# Homework 3 - Find the perfect place to stay in Texas!
### Group 14 - PavanKumar Alikana, Matteo Cavalletti, Francesca Porcu

The homework consists in analyzing the text of Airbnb property listings and building a search engine.

In [1]:
#Import required libraries
import pandas as pd
# For displaying search results in a table
from IPython.display import HTML, display
from os.path import join as pjoin
import csv

# For persisting indexes in an external file
import pickle
import math
import heapq
from datetime import datetime
from pathlib import Path


import nltk
import csv
import re
import os

# For word tokenization
from nltk.tokenize import RegexpTokenizer
# For stop words list
from nltk.corpus import stopwords
# For word stemming
from nltk.stem.snowball import SnowballStemmer

#First we import stopwords from nltk
nltk.download('stopwords')
stop_words = set(stopwords.words('english'))
#To remove punctuation we use regexptokenizer, but we leave dollar symbol $ because maybe is used in some queries
tokenizer = RegexpTokenizer(r'\w+|\$')
#we create the stemmer
ps = SnowballStemmer('english')

# Path to the current working directory to refer to all the files relatively
my_path = os.path.dirname(os.path.realpath('__file__'))

[nltk_data] Error loading stopwords: <urlopen error [WinError 10060] A
[nltk_data]     connection attempt failed because the connected party
[nltk_data]     did not properly respond after a period of time, or
[nltk_data]     established connection failed because connected host
[nltk_data]     has failed to respond>


# Step 1: Data

In [2]:
#Reading the main CSV file
m = pd.read_csv("Airbnb_Texas_Rentals.csv")
doc_len = len(m)

# These are commented because we already processed the reviews in to invidual CSV file per review
#we found words like '\\n' in the dataset so we cleaned it
#m = m.replace({r'\s+$': '', r'^\s+': ''}, regex=True).replace(r'\\n',  ' ', regex=True)
#m = m.replace({r'\s+$': '', r'^\s+': ''}, regex=True).replace(r'\\t',  ' ', regex=True)
#m = m.replace({r'\s+$': '', r'^\s+': ''}, regex=True).replace(r'\\r',  ' ', regex=True)

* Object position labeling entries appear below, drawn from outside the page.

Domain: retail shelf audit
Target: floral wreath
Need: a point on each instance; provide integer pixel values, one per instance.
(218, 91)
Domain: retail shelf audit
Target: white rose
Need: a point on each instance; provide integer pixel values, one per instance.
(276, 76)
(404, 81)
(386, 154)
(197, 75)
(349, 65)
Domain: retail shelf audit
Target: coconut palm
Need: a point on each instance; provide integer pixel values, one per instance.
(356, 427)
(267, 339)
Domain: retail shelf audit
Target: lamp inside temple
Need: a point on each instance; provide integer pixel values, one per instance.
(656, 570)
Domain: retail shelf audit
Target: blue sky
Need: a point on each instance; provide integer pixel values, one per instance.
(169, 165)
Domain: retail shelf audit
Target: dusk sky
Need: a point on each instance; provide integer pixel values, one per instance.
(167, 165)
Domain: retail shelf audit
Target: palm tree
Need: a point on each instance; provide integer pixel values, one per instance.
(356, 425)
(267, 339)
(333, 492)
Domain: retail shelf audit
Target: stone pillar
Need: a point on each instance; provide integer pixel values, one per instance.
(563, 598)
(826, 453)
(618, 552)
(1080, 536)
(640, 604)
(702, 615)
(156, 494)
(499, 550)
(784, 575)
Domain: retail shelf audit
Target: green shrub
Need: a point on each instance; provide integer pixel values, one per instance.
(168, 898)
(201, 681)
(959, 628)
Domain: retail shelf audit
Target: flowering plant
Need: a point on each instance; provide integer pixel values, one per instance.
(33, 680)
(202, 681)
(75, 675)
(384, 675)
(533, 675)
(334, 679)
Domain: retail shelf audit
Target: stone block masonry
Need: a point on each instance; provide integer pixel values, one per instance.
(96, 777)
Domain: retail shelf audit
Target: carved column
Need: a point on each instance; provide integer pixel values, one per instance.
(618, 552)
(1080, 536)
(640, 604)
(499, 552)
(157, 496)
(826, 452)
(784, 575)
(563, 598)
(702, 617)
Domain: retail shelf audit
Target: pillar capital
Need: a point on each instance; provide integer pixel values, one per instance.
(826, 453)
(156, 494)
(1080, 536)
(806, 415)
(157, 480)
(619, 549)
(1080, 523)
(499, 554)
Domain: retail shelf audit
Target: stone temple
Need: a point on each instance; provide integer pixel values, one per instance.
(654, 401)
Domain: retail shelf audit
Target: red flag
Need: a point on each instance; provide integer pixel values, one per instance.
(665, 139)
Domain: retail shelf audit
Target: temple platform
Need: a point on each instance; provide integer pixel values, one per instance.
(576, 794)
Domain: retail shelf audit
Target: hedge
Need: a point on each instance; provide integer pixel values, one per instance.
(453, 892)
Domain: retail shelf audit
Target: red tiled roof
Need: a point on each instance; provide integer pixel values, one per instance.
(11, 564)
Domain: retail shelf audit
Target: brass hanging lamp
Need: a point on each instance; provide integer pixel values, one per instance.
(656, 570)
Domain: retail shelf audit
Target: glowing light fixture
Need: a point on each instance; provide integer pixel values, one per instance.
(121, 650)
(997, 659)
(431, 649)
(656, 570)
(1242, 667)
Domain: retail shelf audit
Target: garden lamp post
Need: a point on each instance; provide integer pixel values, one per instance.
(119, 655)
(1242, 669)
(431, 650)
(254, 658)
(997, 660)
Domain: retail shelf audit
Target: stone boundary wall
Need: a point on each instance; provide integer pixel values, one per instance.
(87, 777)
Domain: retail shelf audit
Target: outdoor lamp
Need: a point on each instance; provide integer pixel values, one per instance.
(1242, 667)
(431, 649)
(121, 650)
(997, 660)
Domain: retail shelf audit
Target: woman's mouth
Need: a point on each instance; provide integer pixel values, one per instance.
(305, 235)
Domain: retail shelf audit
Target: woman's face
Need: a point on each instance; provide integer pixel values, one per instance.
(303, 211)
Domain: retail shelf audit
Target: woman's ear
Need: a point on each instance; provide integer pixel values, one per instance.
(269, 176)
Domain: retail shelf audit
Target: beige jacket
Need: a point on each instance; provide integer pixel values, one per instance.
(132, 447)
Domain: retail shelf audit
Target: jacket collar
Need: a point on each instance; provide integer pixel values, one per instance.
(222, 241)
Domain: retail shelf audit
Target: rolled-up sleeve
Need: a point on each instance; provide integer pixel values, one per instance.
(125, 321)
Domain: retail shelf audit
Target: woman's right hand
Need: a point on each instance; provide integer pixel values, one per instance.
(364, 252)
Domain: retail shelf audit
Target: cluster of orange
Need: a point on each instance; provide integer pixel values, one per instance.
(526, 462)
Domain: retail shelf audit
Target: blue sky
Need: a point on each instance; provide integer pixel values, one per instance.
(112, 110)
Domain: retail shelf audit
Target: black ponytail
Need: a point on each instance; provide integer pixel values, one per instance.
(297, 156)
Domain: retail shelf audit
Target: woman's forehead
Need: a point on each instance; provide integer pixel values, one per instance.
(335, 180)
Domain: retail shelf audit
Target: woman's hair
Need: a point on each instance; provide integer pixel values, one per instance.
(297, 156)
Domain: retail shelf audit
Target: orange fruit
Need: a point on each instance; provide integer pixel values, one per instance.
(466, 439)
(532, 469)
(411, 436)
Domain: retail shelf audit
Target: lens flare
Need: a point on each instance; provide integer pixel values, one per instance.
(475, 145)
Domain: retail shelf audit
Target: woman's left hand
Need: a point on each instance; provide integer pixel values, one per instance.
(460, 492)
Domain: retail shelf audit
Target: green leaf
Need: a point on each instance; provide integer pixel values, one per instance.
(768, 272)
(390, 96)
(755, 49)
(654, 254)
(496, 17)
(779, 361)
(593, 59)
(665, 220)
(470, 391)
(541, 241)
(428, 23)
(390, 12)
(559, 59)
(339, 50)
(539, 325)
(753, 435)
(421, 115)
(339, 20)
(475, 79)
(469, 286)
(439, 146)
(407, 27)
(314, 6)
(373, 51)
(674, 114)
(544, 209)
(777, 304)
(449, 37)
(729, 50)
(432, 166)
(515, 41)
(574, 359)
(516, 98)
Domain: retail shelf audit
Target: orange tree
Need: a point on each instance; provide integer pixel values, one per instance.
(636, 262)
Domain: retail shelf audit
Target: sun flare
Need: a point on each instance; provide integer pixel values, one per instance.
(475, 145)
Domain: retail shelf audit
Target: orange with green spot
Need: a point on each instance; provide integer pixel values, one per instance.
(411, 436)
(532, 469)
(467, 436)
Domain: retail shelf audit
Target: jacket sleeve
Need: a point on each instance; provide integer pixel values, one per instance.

#create tsv files,we droped the first column that was a prroblem
#m = m.drop(['Unnamed: 0'], axis=1)

# Step 2: Create documents

In [3]:
# These lines are commented because we already have the individual csv file per review,
# after first time we executed this section of code. so we no longer need to execute this every time
# Create a separate csv file for every row in the reviews csv file
#for i in range(len(m)):
#    with open(os.path.join(my_path, 'docu_hw3/doc_' + str(i) + '.tsv', 'w', newline='',encoding='utf-8') as output:
#        tsv_output = csv.writer(output, delimiter='\t')
#        tsv_output.writerow(m.iloc[i])

# Step 3: Search Engine

At this point we create the ***vocabulary***. We don't modify directly tsv files because we need them for the output of the search engines, but we create a dictionary that assigns to each file words that would have contained if we had preprocessed them. In particular, we apply to the words contained in each file these procedures:
- *Removing stopwords*
- *Removing punctuation*
- *Stemming*
- *Lower-case letters*

## 3.1) Conjunctive query

### 3.1.1) Create your index!

In [4]:
review_content_persist = {}
vocabulary_persist = {}
words_persist = {}

# Retrieving persisted information for review content and word map
# Please create a directory(in your current working directory) with name 'indexes'  
content_file = Path(os.path.join(my_path, "indexes/review_content.pkl"))
vocabulary_file = Path(os.path.join(my_path, "indexes/vocabulary.pkl"))
words_file = Path(os.path.join(my_path, "indexes/words.pkl"))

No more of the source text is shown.